Your fingers and microsoft word.
Yup. Its best to do it yourself since you know everything about yourself, nd how your resume is constructed will tell potential employers a lot about you.
---------- Post added at 09:37 AM ---------- Previous post was at 09:34 AM ----------
A guy I knew who got out of the navy before me had his professionally written. I copied the format and it's been working well. For some places, format and style doesn't matter because it's just a computer that sees it. But they do eventually matter. You have to tailor your resume for the specific job.....therefore, do not submit your master resume. A good website to learn key words to include for the job posted is tagcrowd.com. since most companies use computers to scan and reduce the amount of applicants, using buzz words helps you get an interview. That's the whole point of a resume.
Agreed. And to add to add to this, there is also a ton of key words you should not use. Those are just an important.
---------- Post added at 09:48 AM ---------- Previous post was at 09:37 AM ----------
I disagree on the 1 page thing. 1 page is ideal if you have limited experience. And by limited I mean even someone graduating from college with a 4 year degree and some work experience can still easily fit all of their stuff on a resume in one page. I guarantee you that if there is a bunch of applicants for the typical entry level professional job, the hiring manager is not going to read past the first page. If your important information is not front and center, it's headed to the trash. Things to not include on a resume to shorten it to one page would be address and hobbies. You do not need to put your address on a resume. They're going to assume you live somewhere anyway, and aren't living in a cardboard box. Address is not important. Hobbies are also not important either. They may ask you during the interview, but the fact that you like fly fishing and building model cars is not going to get you an interview, your past work experience and/Or education will get you the interview. Trimming the fat from a resume is just as important as creating one. There's no need to include a bunch of unnecessary stuff because it makes it look like you're trying to fill space.
Even high school. Unless you just graduated from high school and that's all you have to list for education, then don't include high school. Even if you are still in college, the hiring manager doesn't give a shit about your GPA or what you took in high school, or even where you went to high school. Especially if you graduated college already, there is no need to include your high school on a resume and it just wastes space. If you graduated from college you obviously graduated from high school, they don't need to know when and where since it doesn't matter.

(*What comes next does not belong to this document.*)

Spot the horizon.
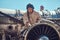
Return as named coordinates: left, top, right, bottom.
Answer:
left=0, top=0, right=60, bottom=11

Obviously if you are applying for a position of high caliber and multi page resume would be in order. But then again you're probably not going to be 1 of 200 applicants for a position like that either, and probably wouldn't be asking for advice on a car forum on how to build a resume.
Keep is to one page, make you education and work experience front and center. List your specialties and things like that. Avoid key words like Perfectionist, and shit like that. You can do a lot of reading online about how to formulate a good resume. Read those, and use one of their example templates, but type it in word, and don't feel you have to follow the template to a T
---------- Post added at 09:55 AM ---------- Previous post was at 09:48 AM ----------
Sorry that's hard to read. I typed it on my phone lol.